The purge of the top generals in the midst of a full-scale government crisis had the appearance of a preemptive effort to forestall military intervention. It was widely reported as such in the European media, but the American press has been virtually silent about it. This alone indicates that the US government is playing a critical but largely behind-the-scenes role in the Greek events, which the US corporate-controlled media loyally covers up.
Whatever the outcome of the political maneuvers in Athens, the Greek working class has already paid an enormous price. According to a report by Inter Press Service (IPS), the measures already implemented have given birth to a “new poor” in Athens, with wide layers of the population, once accustomed to regular employment and adequate living standards, now plunged into destitution.
The report published November 1 cited the emergence of homelessness on a mass scale in the Greek capital, as well as a proliferation of aid clinics and feeding stations familiar in third-world war zones, but not seen in the European Union in many decades.
This includes a medical facility for the homeless, run by Doctors of the World, and a volunteer clinic in Perama, a working class district of Athens once home to longshoremen and shipbuilding workers, most of whom are now laid off.
Nikitas Kanakis, with Doctors of the World, told IPS, “Out of the 40 kids our pediatrician examined two weeks ago, 23 were malnourished.
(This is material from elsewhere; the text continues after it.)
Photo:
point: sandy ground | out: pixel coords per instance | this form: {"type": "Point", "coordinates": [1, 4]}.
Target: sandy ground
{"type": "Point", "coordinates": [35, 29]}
Some years ago we thought that this country had moved past the point where a lack of food was a prominent social issue. Now we are making public appeals for supplies so that we can provide those in need with dry rations and clothing along with our medicines.”
The Athens Center for the Homeless reports a 30 percent increase in people seeking food since the beginning of 2011. Together with church facilities and other agencies, charities distribute 12,000 meals a day to the hungry in Athens alone.
There are also reports of a significant increase in drug abuse, sexually transmitted diseases and other social problems that are the direct consequence of poverty and mass unemployment. Suicides have increased by as much as 40 percent, according to the Greek minister for health.